Tagul allows you to take a body of text and have it analyzed for most often used words. After some edit options, the result is a poster-esque rendition of key words.

The Tuscon tragedy is in the news and on the opinion pages. I thought it would be interesting to try Tagul's analysis on a recent Op-Ed piece by Franck Rich that appeared in the New York Times on January 15th. (After creating the cloud in Tagul... opps... I deleted it.)

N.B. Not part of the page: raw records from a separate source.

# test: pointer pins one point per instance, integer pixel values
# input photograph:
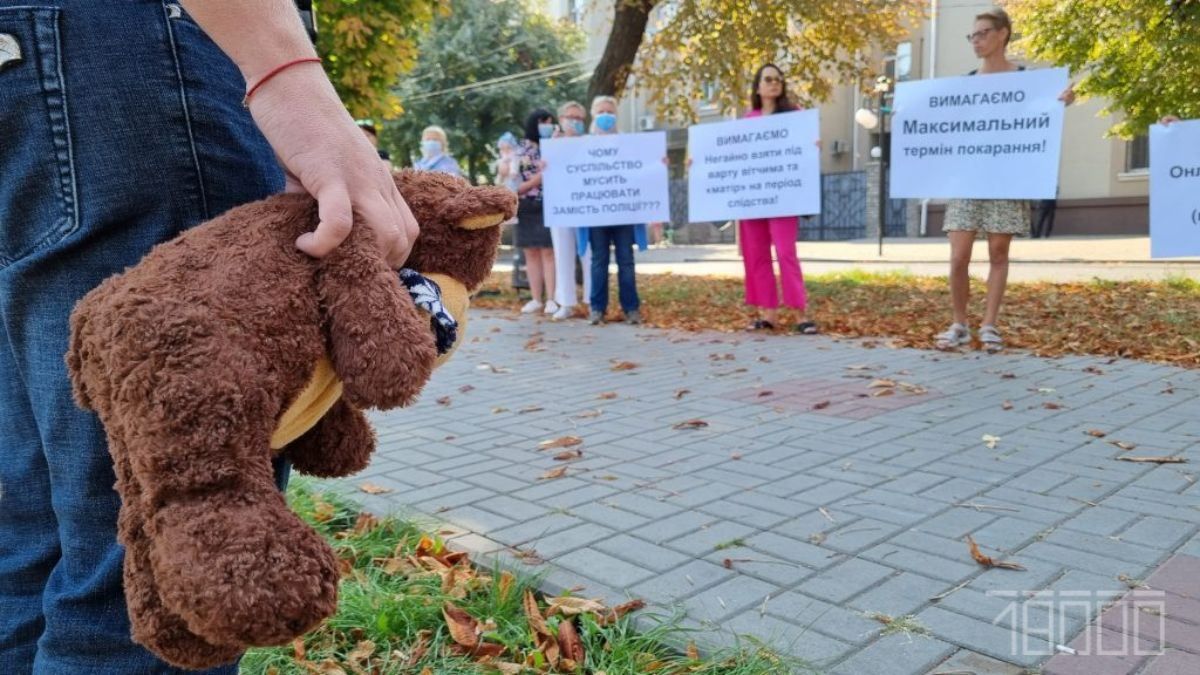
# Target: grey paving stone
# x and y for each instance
(673, 526)
(793, 550)
(845, 580)
(897, 655)
(727, 598)
(603, 567)
(985, 638)
(919, 562)
(801, 641)
(558, 543)
(639, 551)
(1103, 521)
(899, 595)
(682, 583)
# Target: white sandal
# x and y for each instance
(954, 338)
(991, 340)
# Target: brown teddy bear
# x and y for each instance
(227, 346)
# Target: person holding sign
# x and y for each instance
(756, 236)
(999, 219)
(532, 234)
(619, 237)
(573, 123)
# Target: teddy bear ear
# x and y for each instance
(483, 222)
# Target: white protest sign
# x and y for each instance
(751, 168)
(607, 179)
(1175, 190)
(979, 137)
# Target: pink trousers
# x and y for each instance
(756, 237)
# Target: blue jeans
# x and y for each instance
(622, 238)
(120, 126)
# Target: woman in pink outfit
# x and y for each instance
(769, 96)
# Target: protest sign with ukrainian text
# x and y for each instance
(603, 180)
(978, 137)
(754, 168)
(1175, 190)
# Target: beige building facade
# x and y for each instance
(1103, 181)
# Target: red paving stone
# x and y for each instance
(851, 399)
(1153, 631)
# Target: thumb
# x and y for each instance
(336, 220)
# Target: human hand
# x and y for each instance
(324, 154)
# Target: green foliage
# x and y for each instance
(366, 46)
(817, 43)
(1143, 55)
(478, 42)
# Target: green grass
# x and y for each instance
(394, 611)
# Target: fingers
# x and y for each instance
(336, 220)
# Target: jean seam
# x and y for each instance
(54, 90)
(187, 115)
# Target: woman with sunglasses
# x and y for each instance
(756, 236)
(999, 219)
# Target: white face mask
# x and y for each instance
(431, 148)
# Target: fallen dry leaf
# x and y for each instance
(561, 442)
(570, 643)
(372, 489)
(462, 626)
(987, 561)
(361, 652)
(1173, 459)
(573, 605)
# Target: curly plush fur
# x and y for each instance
(191, 357)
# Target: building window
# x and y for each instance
(1138, 154)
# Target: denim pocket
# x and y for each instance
(37, 189)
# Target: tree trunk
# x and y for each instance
(628, 29)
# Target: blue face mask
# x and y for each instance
(431, 148)
(606, 121)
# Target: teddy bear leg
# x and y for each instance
(381, 344)
(153, 625)
(228, 555)
(340, 444)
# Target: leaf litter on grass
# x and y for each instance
(413, 604)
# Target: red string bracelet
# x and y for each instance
(245, 101)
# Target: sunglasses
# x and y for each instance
(979, 35)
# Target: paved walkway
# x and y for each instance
(1068, 258)
(823, 482)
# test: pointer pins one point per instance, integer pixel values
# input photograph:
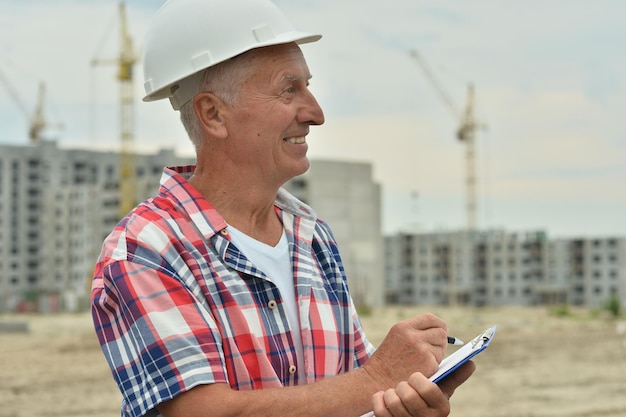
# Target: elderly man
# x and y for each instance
(224, 295)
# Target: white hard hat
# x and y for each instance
(187, 36)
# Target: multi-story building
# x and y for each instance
(56, 207)
(344, 195)
(499, 268)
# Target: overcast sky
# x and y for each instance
(550, 79)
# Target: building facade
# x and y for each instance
(344, 195)
(56, 207)
(500, 268)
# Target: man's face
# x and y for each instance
(268, 123)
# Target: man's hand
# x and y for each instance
(419, 397)
(414, 345)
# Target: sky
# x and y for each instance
(549, 79)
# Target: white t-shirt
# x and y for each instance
(275, 262)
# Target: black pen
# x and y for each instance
(454, 341)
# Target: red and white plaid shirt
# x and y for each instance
(175, 304)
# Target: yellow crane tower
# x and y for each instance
(125, 62)
(36, 120)
(466, 133)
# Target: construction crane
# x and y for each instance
(36, 120)
(466, 133)
(125, 62)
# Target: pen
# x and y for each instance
(454, 341)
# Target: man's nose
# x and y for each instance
(311, 112)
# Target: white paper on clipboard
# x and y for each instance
(452, 362)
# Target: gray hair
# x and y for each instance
(223, 80)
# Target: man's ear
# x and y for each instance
(208, 108)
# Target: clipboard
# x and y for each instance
(472, 348)
(452, 362)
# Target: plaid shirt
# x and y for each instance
(175, 304)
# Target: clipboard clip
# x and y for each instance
(483, 338)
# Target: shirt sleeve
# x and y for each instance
(155, 335)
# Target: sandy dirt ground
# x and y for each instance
(539, 364)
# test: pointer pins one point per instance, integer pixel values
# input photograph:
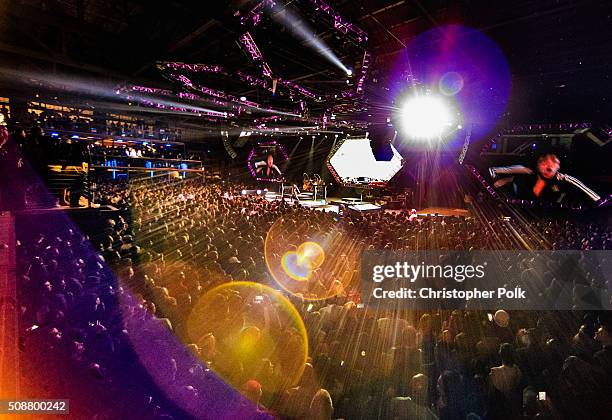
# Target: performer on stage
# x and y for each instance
(267, 167)
(545, 183)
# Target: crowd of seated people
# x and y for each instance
(174, 240)
(40, 148)
(79, 123)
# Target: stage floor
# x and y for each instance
(330, 205)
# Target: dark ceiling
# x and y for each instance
(559, 52)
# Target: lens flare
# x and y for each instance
(248, 331)
(297, 268)
(312, 253)
(451, 83)
(299, 265)
(426, 117)
(314, 261)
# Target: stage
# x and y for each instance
(357, 205)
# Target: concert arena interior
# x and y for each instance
(306, 209)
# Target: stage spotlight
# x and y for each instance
(426, 117)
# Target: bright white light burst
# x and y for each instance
(426, 117)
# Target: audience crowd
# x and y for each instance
(85, 301)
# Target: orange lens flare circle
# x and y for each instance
(248, 331)
(315, 261)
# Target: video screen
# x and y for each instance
(560, 169)
(353, 163)
(267, 162)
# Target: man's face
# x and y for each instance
(548, 166)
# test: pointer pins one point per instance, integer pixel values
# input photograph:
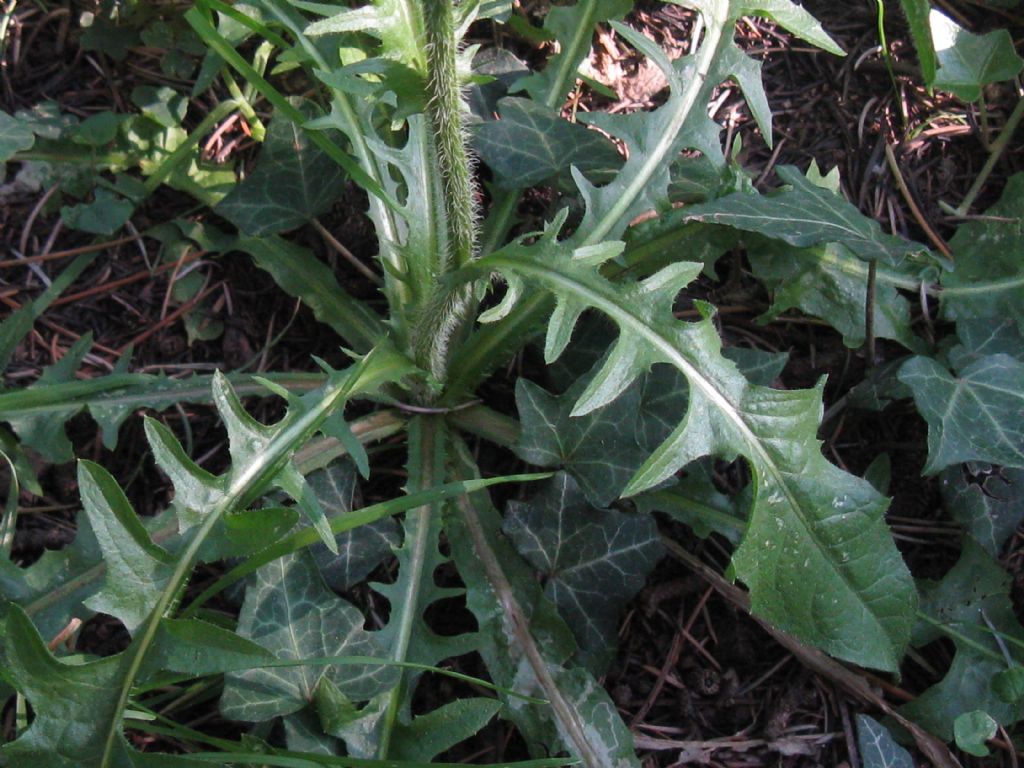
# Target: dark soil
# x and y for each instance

Then I did more work; this time on a poem by Robert Frost. I suppressed words like the, and, etc., and added a link so that if you click on a word... it goes to an online dictionary. (Think of the possibilities for teaching a reading lesson to young students who lack all the vocabulary: an easy, visual, exciting way to access the text.) Cool.

Here are the results:


  1. Tagul looks like which I have used. It is also a thing you sometimes have to play with to coach the "right" results. Don, when is the last time you "went to school". I took a preaching course a few years ago, and that is my most recent experience. I did another stint a few years before that. I study all the time, but do it within the discipline of my work and under under the discipline of academia.

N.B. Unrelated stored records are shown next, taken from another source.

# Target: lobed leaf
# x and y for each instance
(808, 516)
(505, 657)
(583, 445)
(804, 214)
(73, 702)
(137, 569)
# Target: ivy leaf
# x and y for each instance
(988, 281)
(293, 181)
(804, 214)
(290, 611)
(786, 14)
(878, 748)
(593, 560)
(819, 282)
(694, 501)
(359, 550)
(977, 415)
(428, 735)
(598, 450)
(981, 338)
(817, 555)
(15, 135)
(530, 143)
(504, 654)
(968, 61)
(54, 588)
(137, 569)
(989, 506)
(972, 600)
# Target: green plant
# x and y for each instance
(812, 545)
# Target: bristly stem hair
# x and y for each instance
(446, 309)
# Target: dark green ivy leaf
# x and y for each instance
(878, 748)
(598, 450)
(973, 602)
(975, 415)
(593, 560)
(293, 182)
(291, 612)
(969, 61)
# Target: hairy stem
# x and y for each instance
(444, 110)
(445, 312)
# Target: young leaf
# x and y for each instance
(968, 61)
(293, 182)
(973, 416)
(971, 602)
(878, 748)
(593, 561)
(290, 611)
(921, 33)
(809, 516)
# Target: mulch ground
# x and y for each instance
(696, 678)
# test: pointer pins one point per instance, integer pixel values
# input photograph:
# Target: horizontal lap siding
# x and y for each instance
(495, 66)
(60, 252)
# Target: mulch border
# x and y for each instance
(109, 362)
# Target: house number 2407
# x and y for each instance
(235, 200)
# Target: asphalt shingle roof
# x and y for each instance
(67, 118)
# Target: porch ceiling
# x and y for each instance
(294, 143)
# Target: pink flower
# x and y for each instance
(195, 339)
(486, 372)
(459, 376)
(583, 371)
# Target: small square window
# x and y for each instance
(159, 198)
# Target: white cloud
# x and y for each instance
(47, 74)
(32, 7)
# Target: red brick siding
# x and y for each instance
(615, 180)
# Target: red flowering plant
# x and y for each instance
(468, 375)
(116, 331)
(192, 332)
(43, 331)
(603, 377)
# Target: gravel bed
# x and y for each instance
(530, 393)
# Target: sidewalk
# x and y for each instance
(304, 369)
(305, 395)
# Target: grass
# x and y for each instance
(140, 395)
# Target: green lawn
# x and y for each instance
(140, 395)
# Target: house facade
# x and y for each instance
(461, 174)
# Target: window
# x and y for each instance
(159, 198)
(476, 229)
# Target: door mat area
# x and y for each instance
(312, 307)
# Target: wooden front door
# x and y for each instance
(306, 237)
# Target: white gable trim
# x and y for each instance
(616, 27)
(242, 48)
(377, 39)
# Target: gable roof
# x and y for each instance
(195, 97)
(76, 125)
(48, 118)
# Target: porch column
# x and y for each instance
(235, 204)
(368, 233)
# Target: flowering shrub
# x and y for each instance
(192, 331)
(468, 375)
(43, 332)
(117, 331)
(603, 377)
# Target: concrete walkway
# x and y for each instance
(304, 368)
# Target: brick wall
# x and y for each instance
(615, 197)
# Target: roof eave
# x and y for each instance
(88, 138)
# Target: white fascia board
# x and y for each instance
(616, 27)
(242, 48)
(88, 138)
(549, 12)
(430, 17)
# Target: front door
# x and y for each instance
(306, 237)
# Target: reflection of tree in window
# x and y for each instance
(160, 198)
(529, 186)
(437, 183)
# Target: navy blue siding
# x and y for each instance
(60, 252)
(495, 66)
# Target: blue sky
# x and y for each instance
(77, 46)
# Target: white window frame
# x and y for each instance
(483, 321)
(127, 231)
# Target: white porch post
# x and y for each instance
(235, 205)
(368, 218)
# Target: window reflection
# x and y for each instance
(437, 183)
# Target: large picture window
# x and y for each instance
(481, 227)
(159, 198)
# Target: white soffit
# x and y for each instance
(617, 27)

  2. I meant "not under the discipline of academia". It's different. Although I somewhat have a reputation for being a "scholar" (my head is full of stuff that other people don't bother to know), I am academically completely undisciplined. When I was in seminary I was tempted to attempt a Ph.D. but couldn't make up my mind where to concentrate or focus.

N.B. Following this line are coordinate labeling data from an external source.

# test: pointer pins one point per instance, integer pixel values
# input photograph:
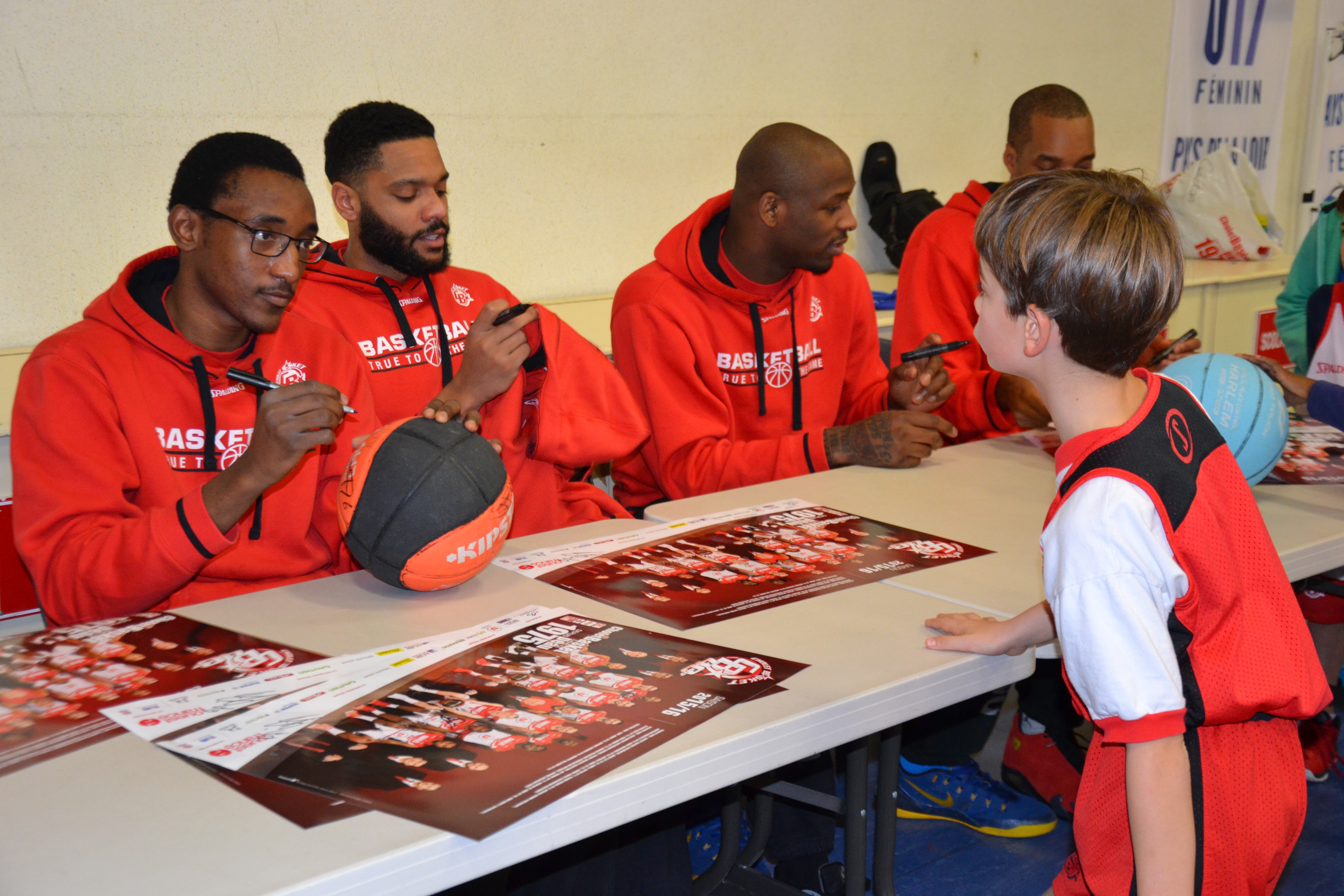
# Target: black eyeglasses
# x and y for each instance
(273, 245)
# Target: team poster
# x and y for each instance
(1314, 456)
(54, 683)
(704, 570)
(490, 735)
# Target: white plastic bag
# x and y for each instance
(1221, 210)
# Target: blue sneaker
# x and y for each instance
(970, 797)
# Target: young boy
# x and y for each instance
(1181, 639)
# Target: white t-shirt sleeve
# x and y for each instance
(1112, 581)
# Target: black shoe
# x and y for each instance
(879, 174)
(812, 874)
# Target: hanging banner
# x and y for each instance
(1326, 156)
(1226, 84)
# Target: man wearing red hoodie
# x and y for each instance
(427, 328)
(752, 342)
(162, 483)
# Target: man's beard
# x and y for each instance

  3. @Dennis: Tagul is like Wordle, but with hyper-links. Each cloud's word is click-able to either a Google search (the default) or whatever website you specify for the cloud. I hooked the Frost poem to an online, elementary dictionary. I agree, sometimes you have to coach the results by black-listing certain words. More info here:

  4. @Dennis: The last formal program I went through was for my credential and masters which I completed in 2000. This is the first program that is not affiliated with a college; it's through the Orange County Department of Education. But it is accredited... and under the discipline of academia. After my masters, I longed for the undisciplined nature of personal inquiry. A self-prescribed course of study may be more interesting, but generally travels at a much slower pace. (Academia is a bit of a forced march.) ;-) (But you get somewhere.) PhD is more than twice as grueling as a Masters. No thanks, but I applaud anyone who has navigated the process.

  5. Good luck with everything!

    What a cool way to look at text in a new way. I need to show this to my boys who profess to "hate" literature. Maybe I'll awaken some interest in them. I hope!

  6. Great, Don. I love this Tagul of Stopping by Woods on a Snowy Evening. It's beautiful to one who loves words as I do, but also visually appealing, like a painting or photograph.